In the UK some major construction contractors have written their own specifications for quick couplers allowed on sites under their control. That is, they have pursued site safety via a procurement policy. An alternative approach has been put forward by the Strategic Forum Plant Safety Group. A working party under this group has drawn up a best practice guide that has been endorsed, inter alia, by the HSE. This provides an alternative route to site safety: adhering to best practice in the use of quick couplers.

== Market ==
The market for quick couplers is mainly supplied by a large number of small and medium-sized enterprises. Many of the manufacturers of quick couplers are small, flexible and innovative, leading to the wide variation in design concepts. Many Original Equipment Manufacturers (OEMs) of construction equipment market a range of quick couplers. Some of these are designed and manufactured by the OEM but more often they are the products of one of the quick coupler manufacturers branded by the OEM and sold through the OEM's distribution chain or installed by the OEM in their factory.
In addition to the supply route from the OEMs many distributors of construction machinery will install quick couplers onto machines before delivery at the request of a customer. Quick coupler manufacturers will also sell direct to end-users and usually complete the installation as part of the sale.

== Development of international safety standards ==
A European standard in place since 1996 gives some guidance on the safety of quick couplers (EN474-1). However, this standard is unclear in many aspects leading to uncertainty as to whether semi-automatic couplers comply with it or not. Because of this the UK government launched a "safeguard action" under the Machinery Safety Directive (98/37/EC) challenging the validity of the standard and demanding that it be improved. The European Committee for Standardization (CEN) have therefore undertaken to revise the relevant section of the standard.

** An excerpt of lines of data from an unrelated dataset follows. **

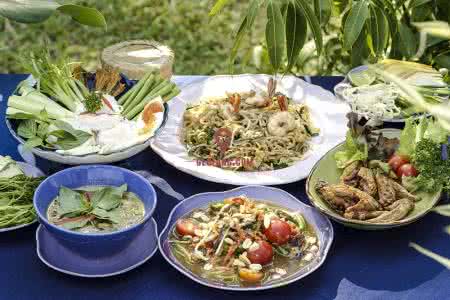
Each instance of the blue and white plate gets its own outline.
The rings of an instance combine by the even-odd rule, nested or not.
[[[30,164],[27,164],[27,163],[24,163],[24,162],[21,162],[21,161],[18,161],[17,165],[22,170],[22,172],[28,177],[45,176],[44,172],[42,172],[39,168],[37,168],[37,167],[35,167],[33,165],[30,165]],[[24,228],[24,227],[30,226],[30,225],[32,225],[32,224],[34,224],[36,222],[37,222],[37,219],[34,220],[31,223],[28,223],[28,224],[21,224],[21,225],[17,225],[17,226],[13,226],[13,227],[1,228],[0,229],[0,233],[7,232],[7,231],[13,231],[13,230],[17,230],[17,229],[20,229],[20,228]]]
[[[155,220],[147,222],[135,239],[119,253],[103,258],[86,258],[76,254],[51,235],[44,226],[36,230],[36,251],[49,268],[79,277],[109,277],[137,268],[158,250]]]
[[[282,277],[278,281],[273,281],[268,284],[262,284],[259,286],[229,286],[221,284],[219,282],[211,282],[206,279],[196,275],[191,270],[183,266],[175,256],[172,254],[170,245],[168,242],[169,234],[178,219],[188,214],[194,209],[200,207],[206,207],[209,203],[215,201],[221,201],[229,197],[237,197],[240,195],[245,195],[250,198],[263,200],[266,202],[271,202],[273,204],[282,206],[289,210],[299,211],[306,221],[314,228],[317,237],[319,239],[319,255],[318,257],[311,261],[310,264],[306,265],[302,269],[298,270],[296,273],[291,274],[287,277]],[[315,208],[304,204],[291,194],[277,188],[267,187],[267,186],[243,186],[233,190],[225,192],[211,192],[202,193],[186,198],[181,201],[177,206],[174,207],[170,213],[169,219],[167,221],[166,227],[161,232],[158,244],[159,251],[163,257],[178,271],[189,277],[190,279],[203,284],[208,287],[222,289],[222,290],[234,290],[234,291],[254,291],[254,290],[266,290],[271,288],[276,288],[290,284],[297,281],[303,277],[308,276],[317,268],[319,268],[325,261],[328,252],[330,250],[331,244],[333,242],[333,226],[331,222],[322,214],[320,214]]]

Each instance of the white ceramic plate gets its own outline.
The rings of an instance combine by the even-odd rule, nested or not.
[[[45,176],[44,172],[42,172],[40,169],[38,169],[37,167],[35,167],[33,165],[30,165],[30,164],[27,164],[27,163],[24,163],[21,161],[18,161],[17,165],[23,171],[23,173],[29,177]],[[21,224],[21,225],[17,225],[17,226],[13,226],[13,227],[0,228],[0,233],[24,228],[24,227],[30,226],[31,224],[34,224],[36,222],[37,222],[37,218],[36,218],[36,220],[34,220],[33,222],[28,223],[28,224]]]
[[[197,166],[182,143],[183,114],[188,104],[205,97],[223,96],[225,92],[244,92],[261,88],[266,90],[269,75],[214,76],[185,87],[178,97],[169,103],[167,123],[151,140],[152,149],[166,162],[193,176],[233,185],[278,185],[295,182],[308,176],[315,163],[331,148],[345,139],[349,107],[338,101],[323,88],[294,77],[278,79],[277,91],[286,94],[297,103],[309,106],[312,120],[320,128],[320,135],[311,141],[311,150],[294,165],[261,172],[234,172],[212,166]]]

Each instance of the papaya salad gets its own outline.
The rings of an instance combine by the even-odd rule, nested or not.
[[[244,195],[179,219],[169,244],[185,268],[227,286],[263,285],[288,277],[314,261],[320,247],[299,212]]]

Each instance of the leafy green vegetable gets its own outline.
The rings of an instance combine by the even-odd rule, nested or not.
[[[368,157],[367,144],[359,145],[351,131],[347,132],[344,148],[345,150],[338,151],[334,155],[336,165],[340,169],[345,168],[352,162],[364,161]]]
[[[96,220],[120,222],[116,209],[122,203],[127,185],[104,187],[93,192],[71,190],[61,187],[57,198],[59,224],[67,229],[76,229]]]
[[[447,154],[450,154],[449,150]],[[442,159],[441,144],[426,138],[420,140],[413,161],[419,171],[417,180],[420,185],[427,186],[432,180],[435,187],[442,186],[444,191],[450,191],[450,160]]]
[[[97,93],[92,92],[86,97],[83,104],[88,112],[96,113],[103,106],[102,100],[101,100],[101,95],[98,95]]]
[[[25,175],[0,177],[0,228],[28,224],[36,220],[33,195],[43,179]]]

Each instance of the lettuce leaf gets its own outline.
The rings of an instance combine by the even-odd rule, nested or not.
[[[355,138],[352,136],[351,131],[347,132],[344,147],[345,150],[338,151],[334,155],[336,165],[340,169],[347,167],[349,164],[355,161],[365,161],[368,157],[367,144],[359,145]]]

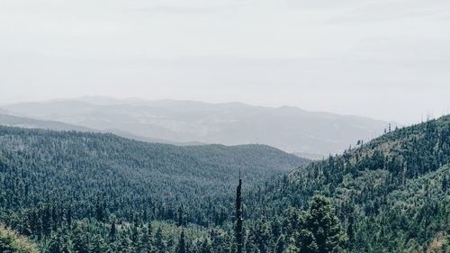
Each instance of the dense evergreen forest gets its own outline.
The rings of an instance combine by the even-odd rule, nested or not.
[[[259,145],[1,127],[0,221],[41,252],[236,252],[241,169],[245,252],[448,252],[449,137],[447,115],[306,165]],[[0,249],[21,236],[0,230]]]

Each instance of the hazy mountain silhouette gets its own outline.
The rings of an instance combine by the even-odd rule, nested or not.
[[[136,137],[225,145],[260,143],[316,156],[342,151],[358,140],[378,136],[388,126],[386,122],[366,117],[288,106],[104,96],[22,103],[3,109],[11,115],[124,131]]]

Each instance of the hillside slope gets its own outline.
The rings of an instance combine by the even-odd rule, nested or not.
[[[304,210],[313,194],[325,194],[346,228],[351,252],[423,252],[448,232],[449,163],[446,115],[266,183],[247,196],[248,215],[286,217],[288,207]]]
[[[3,106],[11,115],[116,130],[176,142],[266,144],[287,152],[328,156],[370,140],[388,122],[364,117],[262,107],[241,103],[79,98]]]
[[[101,198],[104,209],[118,216],[146,211],[173,219],[183,204],[186,212],[202,213],[192,215],[194,221],[208,222],[216,207],[202,203],[232,195],[239,170],[251,186],[308,162],[263,145],[176,147],[10,127],[0,127],[0,143],[4,210],[54,200],[71,204],[76,217],[93,215]]]

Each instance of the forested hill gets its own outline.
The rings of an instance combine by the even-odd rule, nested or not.
[[[4,211],[53,202],[71,205],[78,218],[94,216],[101,204],[118,217],[145,212],[170,220],[183,205],[186,219],[206,224],[220,211],[202,203],[232,195],[239,169],[251,187],[308,162],[263,145],[176,147],[10,127],[0,127],[0,143]]]
[[[266,183],[246,197],[248,215],[289,220],[289,207],[304,210],[321,194],[336,207],[351,252],[448,252],[449,163],[446,115],[360,142]]]

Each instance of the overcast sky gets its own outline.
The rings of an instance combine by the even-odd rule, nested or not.
[[[450,113],[448,0],[0,0],[0,104],[82,95]]]

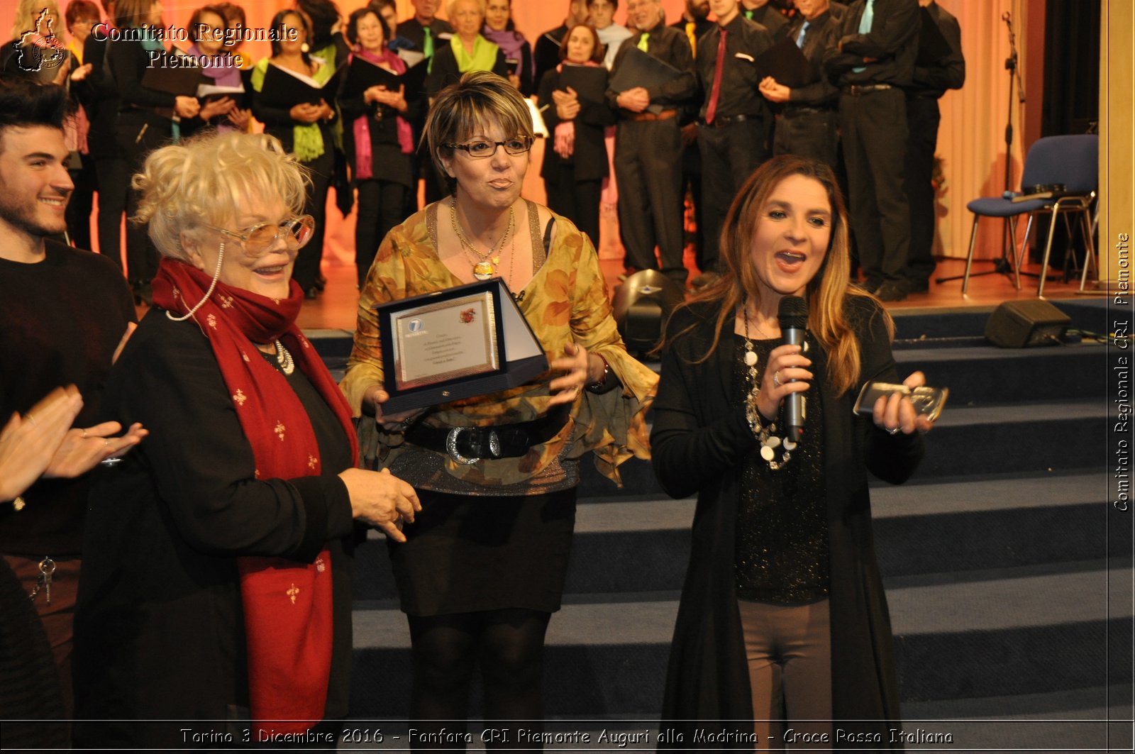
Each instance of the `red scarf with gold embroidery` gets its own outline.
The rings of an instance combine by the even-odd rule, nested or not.
[[[211,278],[191,265],[163,259],[153,301],[184,315],[204,296]],[[303,291],[292,280],[287,299],[269,299],[218,282],[193,315],[209,338],[257,467],[257,479],[292,479],[322,471],[308,412],[287,380],[254,343],[279,340],[292,352],[351,442],[358,441],[338,385],[295,326]],[[284,558],[237,559],[249,653],[249,698],[254,720],[278,732],[303,732],[323,718],[331,669],[331,561],[325,548],[313,563]]]

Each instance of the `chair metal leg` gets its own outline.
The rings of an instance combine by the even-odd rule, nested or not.
[[[1049,240],[1044,244],[1044,258],[1041,261],[1041,279],[1036,284],[1036,298],[1044,298],[1044,279],[1049,276],[1049,257],[1052,254],[1052,236],[1057,231],[1057,216],[1059,212],[1052,212],[1052,221],[1049,223]]]
[[[966,274],[961,276],[961,298],[966,298],[969,290],[969,268],[974,265],[974,242],[977,241],[977,215],[974,215],[974,225],[969,229],[969,253],[966,255]]]
[[[1020,249],[1017,251],[1017,263],[1014,265],[1012,274],[1015,276],[1014,287],[1018,291],[1020,290],[1020,266],[1025,262],[1025,249],[1028,246],[1028,236],[1033,233],[1033,213],[1028,213],[1028,221],[1025,223],[1025,237],[1020,241]]]
[[[1079,276],[1079,291],[1084,292],[1087,283],[1087,268],[1091,265],[1095,269],[1095,279],[1100,279],[1100,266],[1095,259],[1095,241],[1092,238],[1092,223],[1088,220],[1088,211],[1084,210],[1081,223],[1084,225],[1084,271]]]

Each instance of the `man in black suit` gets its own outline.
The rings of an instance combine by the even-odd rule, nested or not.
[[[690,41],[690,50],[698,55],[698,39],[714,27],[709,20],[709,0],[686,0],[682,17],[671,24],[686,34]],[[704,220],[701,218],[701,152],[698,150],[698,108],[705,99],[700,93],[690,99],[682,108],[682,194],[690,192],[693,202],[693,252],[698,269],[706,269],[705,243],[703,241]],[[693,278],[693,285],[699,284],[701,276]]]
[[[414,15],[398,24],[398,36],[410,40],[413,43],[411,49],[431,58],[439,37],[453,34],[453,26],[436,16],[440,0],[410,0],[410,5],[414,7]]]
[[[948,89],[961,89],[966,81],[966,59],[961,56],[961,27],[934,0],[918,0],[925,11],[923,24],[933,23],[950,51],[934,57],[933,50],[918,51],[914,81],[907,90],[907,194],[910,199],[910,255],[907,279],[911,293],[930,290],[934,275],[934,149],[941,114],[938,100]]]
[[[788,19],[768,0],[741,0],[741,15],[767,28],[773,40],[780,40],[787,31]]]
[[[840,132],[851,229],[864,287],[883,301],[907,298],[910,206],[906,190],[907,99],[918,53],[916,0],[855,0],[824,53],[840,89]]]
[[[693,57],[683,32],[666,26],[661,0],[630,0],[628,19],[638,32],[615,56],[611,79],[632,49],[676,68],[680,75],[658,86],[607,90],[619,111],[615,177],[619,226],[628,271],[661,269],[686,287],[682,263],[682,134],[679,114],[697,91]],[[657,106],[649,109],[651,106]],[[658,258],[654,255],[658,248]]]
[[[824,76],[824,51],[839,31],[847,6],[829,0],[796,0],[800,16],[787,32],[813,65],[815,77],[804,86],[785,86],[772,76],[760,82],[760,93],[783,106],[776,119],[773,154],[802,154],[836,169],[840,91]]]
[[[740,12],[737,0],[709,0],[717,23],[698,40],[695,67],[705,95],[699,112],[706,268],[718,271],[718,234],[745,179],[765,161],[772,122],[757,85],[756,58],[773,45],[768,31]]]
[[[549,28],[540,34],[540,39],[536,40],[536,44],[532,47],[532,65],[536,66],[536,77],[532,81],[536,82],[537,86],[540,85],[544,74],[560,65],[560,43],[563,42],[568,30],[577,24],[586,23],[586,0],[569,0],[568,17],[564,18],[564,23],[555,28]]]

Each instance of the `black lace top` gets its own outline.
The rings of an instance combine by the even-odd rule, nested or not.
[[[734,395],[737,410],[745,411],[750,389],[743,359],[745,338],[737,335],[734,341]],[[780,340],[753,342],[758,358],[758,379],[764,378],[768,353],[780,344]],[[810,347],[815,347],[815,343],[810,343]],[[818,396],[822,380],[823,374],[816,371],[807,395]],[[773,433],[781,441],[785,435],[782,418],[783,410]],[[827,595],[822,427],[821,402],[808,400],[804,437],[783,468],[772,470],[760,456],[759,447],[745,460],[734,548],[737,596],[741,600],[805,604]],[[781,460],[783,449],[777,447],[775,453],[775,459]]]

Because of the divergence in design concepts and in opinions on how to manage the associated risks the International Organization for Standardization (ISO) has undertaken to draft an International Standard on the safety of quick couplers. This project is being undertaken by Technical Committee 127 (ISO TC/127). A Working Group was set up to draft the standard, which will be reviewed internationally through normal ISO procedures and will be published as ISO 13031 . This work will probably be completed in 2013. The intention in Europe is that, subject to the standard being suitable, the ISO standard would then be adopted as the standard for Europe.